Example dataset. We create a dataset that is split into a train (data, labels) and a test (test_data, test_labels) dataset with corresponding labels.

In [1]:
import pandas as pd
from sklearn.datasets import make_classification
from sklearn.model_selection import train_test_split

data = make_classification(n_samples=250, n_features=100, n_informative=20, n_redundant=10, random_state=0, shuffle=False)

my_data = pd.DataFrame(data[0])
my_target = data[1]
my_feat_names = ['f{0}'.format(x+1) for x in range(len(my_data.columns))]

data, test_data, labels, test_labels = train_test_split(my_data, my_target, test_size=0.3, random_state=0)

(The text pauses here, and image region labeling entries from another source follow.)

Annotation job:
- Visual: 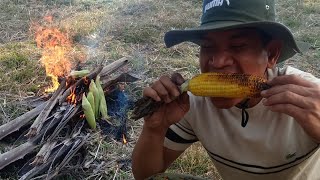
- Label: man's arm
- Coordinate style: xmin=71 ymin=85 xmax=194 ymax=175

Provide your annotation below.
xmin=132 ymin=74 xmax=190 ymax=180
xmin=132 ymin=127 xmax=183 ymax=180
xmin=261 ymin=75 xmax=320 ymax=143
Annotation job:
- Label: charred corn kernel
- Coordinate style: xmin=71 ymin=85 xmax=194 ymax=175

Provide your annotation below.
xmin=87 ymin=91 xmax=95 ymax=116
xmin=82 ymin=94 xmax=97 ymax=129
xmin=89 ymin=80 xmax=100 ymax=117
xmin=70 ymin=69 xmax=90 ymax=77
xmin=181 ymin=73 xmax=268 ymax=98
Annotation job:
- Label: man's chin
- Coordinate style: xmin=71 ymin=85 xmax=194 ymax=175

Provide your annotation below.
xmin=210 ymin=98 xmax=242 ymax=109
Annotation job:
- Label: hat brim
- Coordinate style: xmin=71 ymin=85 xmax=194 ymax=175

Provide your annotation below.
xmin=164 ymin=21 xmax=310 ymax=63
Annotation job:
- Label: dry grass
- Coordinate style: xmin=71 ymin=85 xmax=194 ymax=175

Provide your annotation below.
xmin=0 ymin=0 xmax=320 ymax=179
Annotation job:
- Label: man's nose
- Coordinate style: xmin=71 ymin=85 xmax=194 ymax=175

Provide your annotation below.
xmin=209 ymin=50 xmax=233 ymax=69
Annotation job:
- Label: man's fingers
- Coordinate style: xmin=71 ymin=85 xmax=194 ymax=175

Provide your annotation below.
xmin=143 ymin=87 xmax=161 ymax=101
xmin=159 ymin=76 xmax=180 ymax=98
xmin=261 ymin=84 xmax=312 ymax=97
xmin=268 ymin=75 xmax=316 ymax=87
xmin=143 ymin=76 xmax=180 ymax=103
xmin=263 ymin=91 xmax=310 ymax=109
xmin=268 ymin=104 xmax=306 ymax=120
xmin=170 ymin=73 xmax=185 ymax=86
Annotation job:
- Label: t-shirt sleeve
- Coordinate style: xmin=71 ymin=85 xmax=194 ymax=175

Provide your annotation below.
xmin=164 ymin=112 xmax=198 ymax=151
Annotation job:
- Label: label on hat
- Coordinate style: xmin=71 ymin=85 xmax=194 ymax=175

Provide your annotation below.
xmin=204 ymin=0 xmax=230 ymax=13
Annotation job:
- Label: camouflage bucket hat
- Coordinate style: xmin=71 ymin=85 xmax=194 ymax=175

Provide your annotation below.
xmin=164 ymin=0 xmax=309 ymax=63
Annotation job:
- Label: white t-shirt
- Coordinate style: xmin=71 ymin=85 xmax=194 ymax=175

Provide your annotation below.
xmin=164 ymin=67 xmax=320 ymax=180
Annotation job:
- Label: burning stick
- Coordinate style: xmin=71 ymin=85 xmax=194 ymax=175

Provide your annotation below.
xmin=0 ymin=103 xmax=47 ymax=140
xmin=26 ymin=80 xmax=66 ymax=138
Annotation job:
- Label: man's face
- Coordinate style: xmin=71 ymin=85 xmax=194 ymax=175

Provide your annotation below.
xmin=200 ymin=29 xmax=275 ymax=108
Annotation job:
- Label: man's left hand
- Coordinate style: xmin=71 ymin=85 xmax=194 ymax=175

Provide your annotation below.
xmin=261 ymin=75 xmax=320 ymax=143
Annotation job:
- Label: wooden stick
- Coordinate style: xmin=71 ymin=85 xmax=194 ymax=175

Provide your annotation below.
xmin=0 ymin=102 xmax=47 ymax=140
xmin=0 ymin=141 xmax=37 ymax=170
xmin=26 ymin=80 xmax=66 ymax=138
xmin=30 ymin=141 xmax=57 ymax=166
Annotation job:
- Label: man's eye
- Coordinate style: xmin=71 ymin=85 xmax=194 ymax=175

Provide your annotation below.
xmin=201 ymin=45 xmax=213 ymax=49
xmin=231 ymin=44 xmax=247 ymax=48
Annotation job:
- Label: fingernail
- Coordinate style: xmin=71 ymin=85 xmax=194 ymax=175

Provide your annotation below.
xmin=262 ymin=99 xmax=268 ymax=104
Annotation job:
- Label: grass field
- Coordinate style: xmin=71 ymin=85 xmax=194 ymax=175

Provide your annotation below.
xmin=0 ymin=0 xmax=320 ymax=179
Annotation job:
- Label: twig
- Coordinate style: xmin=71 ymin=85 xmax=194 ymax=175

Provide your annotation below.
xmin=112 ymin=165 xmax=119 ymax=180
xmin=0 ymin=102 xmax=47 ymax=140
xmin=0 ymin=104 xmax=8 ymax=119
xmin=26 ymin=80 xmax=66 ymax=138
xmin=0 ymin=141 xmax=37 ymax=170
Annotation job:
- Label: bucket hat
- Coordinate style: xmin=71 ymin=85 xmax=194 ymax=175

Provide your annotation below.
xmin=164 ymin=0 xmax=309 ymax=63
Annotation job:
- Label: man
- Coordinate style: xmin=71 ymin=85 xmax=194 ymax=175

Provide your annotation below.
xmin=132 ymin=0 xmax=320 ymax=180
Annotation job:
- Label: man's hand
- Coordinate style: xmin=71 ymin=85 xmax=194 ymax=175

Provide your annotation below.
xmin=143 ymin=73 xmax=189 ymax=129
xmin=261 ymin=75 xmax=320 ymax=143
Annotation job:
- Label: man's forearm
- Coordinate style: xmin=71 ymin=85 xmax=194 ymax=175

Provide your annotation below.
xmin=132 ymin=127 xmax=167 ymax=180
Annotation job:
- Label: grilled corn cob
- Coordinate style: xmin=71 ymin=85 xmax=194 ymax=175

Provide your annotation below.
xmin=87 ymin=91 xmax=95 ymax=116
xmin=89 ymin=79 xmax=100 ymax=117
xmin=96 ymin=75 xmax=108 ymax=120
xmin=82 ymin=94 xmax=96 ymax=129
xmin=181 ymin=73 xmax=269 ymax=98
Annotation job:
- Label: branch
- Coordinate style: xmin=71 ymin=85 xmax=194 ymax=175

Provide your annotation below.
xmin=0 ymin=102 xmax=47 ymax=140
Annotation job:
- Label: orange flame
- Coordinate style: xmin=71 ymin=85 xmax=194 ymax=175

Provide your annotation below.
xmin=67 ymin=88 xmax=77 ymax=104
xmin=35 ymin=16 xmax=72 ymax=92
xmin=122 ymin=134 xmax=128 ymax=144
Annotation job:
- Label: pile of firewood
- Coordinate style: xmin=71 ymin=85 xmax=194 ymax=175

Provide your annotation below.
xmin=0 ymin=58 xmax=137 ymax=179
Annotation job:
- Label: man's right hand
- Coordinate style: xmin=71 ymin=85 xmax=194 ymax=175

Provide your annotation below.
xmin=143 ymin=73 xmax=190 ymax=130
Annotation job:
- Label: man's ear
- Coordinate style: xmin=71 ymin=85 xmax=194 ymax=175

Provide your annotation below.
xmin=266 ymin=39 xmax=282 ymax=68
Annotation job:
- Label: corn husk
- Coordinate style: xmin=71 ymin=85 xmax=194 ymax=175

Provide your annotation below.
xmin=89 ymin=80 xmax=100 ymax=117
xmin=82 ymin=94 xmax=97 ymax=129
xmin=87 ymin=91 xmax=97 ymax=118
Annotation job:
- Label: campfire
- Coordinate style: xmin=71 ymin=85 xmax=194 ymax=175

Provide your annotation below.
xmin=0 ymin=18 xmax=137 ymax=179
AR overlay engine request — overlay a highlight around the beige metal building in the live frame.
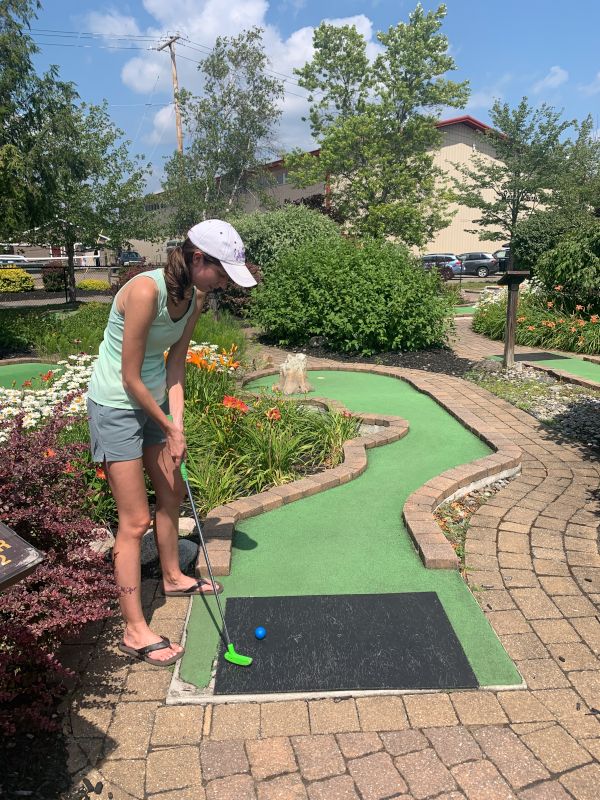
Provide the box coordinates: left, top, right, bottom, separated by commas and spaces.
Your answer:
137, 115, 502, 264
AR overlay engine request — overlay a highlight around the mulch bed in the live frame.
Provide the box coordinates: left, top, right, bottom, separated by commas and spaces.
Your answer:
0, 731, 71, 800
266, 338, 475, 377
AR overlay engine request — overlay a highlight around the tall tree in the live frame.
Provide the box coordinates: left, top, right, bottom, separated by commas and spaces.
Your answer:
286, 4, 468, 246
163, 28, 283, 235
27, 100, 152, 301
455, 97, 575, 241
0, 0, 40, 239
294, 22, 371, 139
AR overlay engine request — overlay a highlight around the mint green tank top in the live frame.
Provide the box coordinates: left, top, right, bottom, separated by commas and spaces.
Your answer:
88, 268, 196, 408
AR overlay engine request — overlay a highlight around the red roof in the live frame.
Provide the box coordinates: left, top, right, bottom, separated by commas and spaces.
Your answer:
265, 114, 492, 169
435, 114, 492, 133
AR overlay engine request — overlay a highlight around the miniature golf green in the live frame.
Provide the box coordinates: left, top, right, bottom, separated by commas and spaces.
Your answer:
180, 371, 521, 687
0, 361, 62, 389
493, 353, 600, 384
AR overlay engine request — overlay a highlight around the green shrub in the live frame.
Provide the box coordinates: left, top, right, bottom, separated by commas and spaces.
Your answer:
42, 261, 67, 292
512, 211, 592, 273
0, 268, 35, 292
77, 278, 110, 292
536, 223, 600, 314
252, 237, 453, 354
473, 294, 600, 355
0, 303, 246, 358
230, 205, 340, 274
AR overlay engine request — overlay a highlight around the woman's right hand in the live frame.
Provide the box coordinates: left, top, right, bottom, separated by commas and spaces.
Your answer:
166, 424, 186, 467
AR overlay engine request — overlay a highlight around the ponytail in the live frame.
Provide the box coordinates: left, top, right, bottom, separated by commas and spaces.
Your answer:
165, 239, 198, 303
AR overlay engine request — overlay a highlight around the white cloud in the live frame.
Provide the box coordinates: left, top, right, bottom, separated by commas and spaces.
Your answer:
579, 72, 600, 95
87, 0, 381, 169
531, 65, 569, 94
87, 11, 142, 36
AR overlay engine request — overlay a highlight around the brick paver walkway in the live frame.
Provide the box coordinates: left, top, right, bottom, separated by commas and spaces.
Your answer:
59, 323, 600, 800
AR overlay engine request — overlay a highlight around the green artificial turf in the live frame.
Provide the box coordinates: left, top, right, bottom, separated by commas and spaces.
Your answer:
491, 354, 600, 383
181, 371, 521, 687
0, 361, 62, 389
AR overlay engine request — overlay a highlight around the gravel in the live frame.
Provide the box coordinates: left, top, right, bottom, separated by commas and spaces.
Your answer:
467, 361, 600, 456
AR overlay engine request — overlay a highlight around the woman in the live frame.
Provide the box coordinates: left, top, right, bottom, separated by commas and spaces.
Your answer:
88, 219, 256, 666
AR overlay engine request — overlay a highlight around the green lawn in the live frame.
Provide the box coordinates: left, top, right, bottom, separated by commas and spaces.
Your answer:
181, 371, 521, 687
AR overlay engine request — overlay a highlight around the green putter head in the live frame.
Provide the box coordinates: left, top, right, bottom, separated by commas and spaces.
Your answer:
223, 644, 252, 667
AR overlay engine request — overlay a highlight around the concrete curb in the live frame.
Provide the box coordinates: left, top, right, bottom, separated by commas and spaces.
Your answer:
521, 357, 600, 390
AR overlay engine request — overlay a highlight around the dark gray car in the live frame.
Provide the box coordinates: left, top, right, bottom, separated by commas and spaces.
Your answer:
459, 251, 499, 278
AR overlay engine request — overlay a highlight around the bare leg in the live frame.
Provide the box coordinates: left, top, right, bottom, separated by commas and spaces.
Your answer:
106, 458, 183, 661
144, 444, 202, 592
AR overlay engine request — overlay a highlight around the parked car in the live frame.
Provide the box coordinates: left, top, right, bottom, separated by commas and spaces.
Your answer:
117, 250, 145, 267
421, 253, 462, 281
0, 253, 29, 267
459, 252, 498, 278
492, 244, 510, 272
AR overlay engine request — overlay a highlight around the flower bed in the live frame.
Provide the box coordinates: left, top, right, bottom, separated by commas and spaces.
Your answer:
473, 283, 600, 355
0, 353, 95, 442
0, 343, 358, 733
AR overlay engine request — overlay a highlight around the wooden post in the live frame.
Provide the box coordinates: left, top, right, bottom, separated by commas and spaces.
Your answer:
156, 35, 183, 153
498, 270, 529, 369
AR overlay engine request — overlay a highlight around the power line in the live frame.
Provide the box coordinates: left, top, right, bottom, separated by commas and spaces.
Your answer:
31, 28, 319, 100
33, 39, 155, 52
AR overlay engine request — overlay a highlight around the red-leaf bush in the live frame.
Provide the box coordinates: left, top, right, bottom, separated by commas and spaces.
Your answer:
0, 398, 116, 733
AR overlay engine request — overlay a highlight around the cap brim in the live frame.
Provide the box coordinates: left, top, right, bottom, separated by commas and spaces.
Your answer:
221, 261, 256, 289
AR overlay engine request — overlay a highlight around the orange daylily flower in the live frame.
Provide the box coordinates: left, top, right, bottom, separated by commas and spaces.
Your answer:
223, 394, 250, 414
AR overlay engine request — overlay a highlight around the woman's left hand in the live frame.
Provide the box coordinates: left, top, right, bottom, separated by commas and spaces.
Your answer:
167, 425, 186, 467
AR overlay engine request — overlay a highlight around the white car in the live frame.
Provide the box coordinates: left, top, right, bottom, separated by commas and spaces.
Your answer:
0, 253, 29, 267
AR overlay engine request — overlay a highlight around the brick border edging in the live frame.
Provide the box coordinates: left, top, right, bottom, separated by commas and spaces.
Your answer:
521, 358, 600, 390
196, 382, 408, 575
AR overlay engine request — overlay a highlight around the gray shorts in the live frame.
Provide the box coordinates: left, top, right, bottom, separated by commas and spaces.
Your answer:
87, 397, 169, 463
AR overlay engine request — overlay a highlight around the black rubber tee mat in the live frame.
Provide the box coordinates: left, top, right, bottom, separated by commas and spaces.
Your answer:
215, 592, 478, 694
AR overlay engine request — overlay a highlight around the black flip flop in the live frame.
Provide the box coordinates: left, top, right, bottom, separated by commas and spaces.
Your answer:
163, 578, 223, 597
119, 636, 184, 667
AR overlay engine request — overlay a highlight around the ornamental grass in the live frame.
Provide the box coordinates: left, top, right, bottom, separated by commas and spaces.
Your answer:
473, 287, 600, 355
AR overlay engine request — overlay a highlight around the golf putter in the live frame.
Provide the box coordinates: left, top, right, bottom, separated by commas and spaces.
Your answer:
180, 461, 252, 667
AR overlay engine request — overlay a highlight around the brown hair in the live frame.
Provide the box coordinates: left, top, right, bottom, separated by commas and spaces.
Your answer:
165, 239, 198, 303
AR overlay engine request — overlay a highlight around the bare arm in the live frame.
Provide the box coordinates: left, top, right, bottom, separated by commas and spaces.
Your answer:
167, 290, 205, 431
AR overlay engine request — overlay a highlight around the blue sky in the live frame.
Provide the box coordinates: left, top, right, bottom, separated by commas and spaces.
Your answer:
32, 0, 600, 189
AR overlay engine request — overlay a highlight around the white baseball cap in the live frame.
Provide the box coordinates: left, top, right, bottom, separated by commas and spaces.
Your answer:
188, 219, 256, 287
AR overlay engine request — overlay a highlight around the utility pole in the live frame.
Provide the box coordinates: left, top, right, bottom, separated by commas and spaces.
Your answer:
156, 35, 183, 153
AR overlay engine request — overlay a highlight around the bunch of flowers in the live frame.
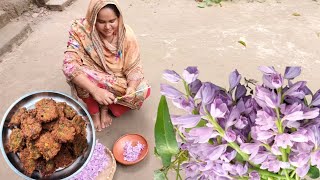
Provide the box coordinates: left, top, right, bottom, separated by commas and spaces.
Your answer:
155, 66, 320, 180
72, 140, 111, 180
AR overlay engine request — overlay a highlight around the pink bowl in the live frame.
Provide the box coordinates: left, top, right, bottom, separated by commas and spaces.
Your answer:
112, 134, 149, 165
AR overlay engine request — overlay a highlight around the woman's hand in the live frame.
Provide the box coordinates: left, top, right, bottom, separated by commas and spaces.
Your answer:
91, 87, 115, 105
123, 87, 136, 102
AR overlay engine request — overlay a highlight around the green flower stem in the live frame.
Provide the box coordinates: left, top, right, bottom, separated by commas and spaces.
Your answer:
249, 168, 294, 180
275, 107, 290, 180
173, 126, 186, 141
176, 161, 181, 180
183, 80, 191, 97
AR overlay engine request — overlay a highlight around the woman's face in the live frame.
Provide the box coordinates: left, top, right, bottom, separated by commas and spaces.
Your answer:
96, 8, 119, 37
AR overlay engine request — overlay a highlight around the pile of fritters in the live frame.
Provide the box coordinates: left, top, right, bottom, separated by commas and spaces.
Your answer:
7, 98, 88, 177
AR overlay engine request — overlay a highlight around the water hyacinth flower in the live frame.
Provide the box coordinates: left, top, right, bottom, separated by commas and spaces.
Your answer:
183, 66, 199, 84
255, 86, 281, 109
154, 66, 320, 180
229, 70, 241, 91
162, 70, 181, 83
160, 84, 184, 99
189, 79, 202, 96
210, 99, 229, 118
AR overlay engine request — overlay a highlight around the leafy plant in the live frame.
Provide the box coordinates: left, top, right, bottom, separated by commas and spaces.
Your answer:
154, 66, 320, 180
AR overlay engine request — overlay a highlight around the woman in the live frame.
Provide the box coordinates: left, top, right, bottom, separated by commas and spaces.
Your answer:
63, 0, 150, 131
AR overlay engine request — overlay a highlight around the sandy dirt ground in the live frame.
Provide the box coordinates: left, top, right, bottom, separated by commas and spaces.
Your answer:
0, 0, 320, 180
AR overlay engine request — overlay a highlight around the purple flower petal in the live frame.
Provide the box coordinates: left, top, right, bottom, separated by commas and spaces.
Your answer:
274, 133, 293, 149
208, 144, 228, 161
183, 66, 199, 84
210, 99, 228, 118
310, 89, 320, 106
229, 70, 241, 91
240, 143, 261, 157
224, 129, 237, 142
311, 150, 320, 169
249, 171, 260, 180
296, 163, 310, 177
189, 79, 202, 95
172, 96, 196, 113
160, 84, 184, 99
284, 66, 301, 79
162, 70, 181, 83
235, 85, 247, 100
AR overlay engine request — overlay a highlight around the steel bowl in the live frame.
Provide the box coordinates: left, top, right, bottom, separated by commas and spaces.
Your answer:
0, 91, 96, 179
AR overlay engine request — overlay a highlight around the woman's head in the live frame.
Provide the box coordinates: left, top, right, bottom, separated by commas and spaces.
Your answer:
95, 4, 120, 37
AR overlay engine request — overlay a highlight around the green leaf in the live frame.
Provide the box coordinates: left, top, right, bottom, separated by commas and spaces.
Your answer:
154, 96, 179, 166
292, 12, 301, 16
307, 166, 320, 179
198, 2, 207, 8
153, 170, 167, 180
238, 41, 247, 47
154, 147, 160, 157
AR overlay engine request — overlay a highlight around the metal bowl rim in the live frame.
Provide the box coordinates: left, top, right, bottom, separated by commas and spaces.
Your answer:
0, 90, 96, 180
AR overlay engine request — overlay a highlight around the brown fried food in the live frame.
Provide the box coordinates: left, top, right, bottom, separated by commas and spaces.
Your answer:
64, 105, 77, 119
37, 159, 56, 177
8, 129, 25, 153
21, 116, 42, 139
51, 118, 76, 143
20, 148, 36, 176
28, 109, 37, 118
72, 115, 87, 136
36, 99, 59, 122
26, 140, 41, 160
56, 102, 67, 118
36, 132, 61, 161
42, 121, 58, 132
8, 107, 27, 127
53, 146, 75, 168
71, 134, 88, 157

The next cell contains code with which we perform best parameter selection, i.e. the best parameter combination for the elastic net models in RENT. This step is NOT REQUIRED for running RENT; parameters can be user defined in a later step of this document. If you play around with RENT and use it the first time, just ignore this cell. 
It is important to remember that the paramter "C" which is responsible for the regularization strength, is inversely defined in the LogisticRegression function of scikit learn. This can be important to know when you want to further interpret results etc. 

In [None]:
import parameter_selection as ps
import warnings

# Activate this to not show all the convergence warnings.
warnings.filterwarnings("ignore")

my_reg_params = [0.1,1,10]
my_l1_params = [0,0.1,0.25, 0.5, 0.75, 0.9, 1]
testsize_range = (0.25, 0.25)

best_C, best_l1 = ps.parameter_selection(data=data, labels=labels, 
                     my_reg_params=my_reg_params, 
                     my_l1_params=my_l1_params,
                     n_splits=5, 
                     testsize_range = testsize_range)

In [None]:
print("best C: ", best_C)
print("best l1: ", best_l1)

This would be the best parameter combination with the procedure from above. As stated before, this is not necessary but you can select own parameters you would like to try RENT with, directly in RENT. RENT delivers then the best paramter combination found. The process above is useful for speeding up the whole procedure as RENT is then run only with one parameter combination. For the fundamental applcation of RENT see the next cell.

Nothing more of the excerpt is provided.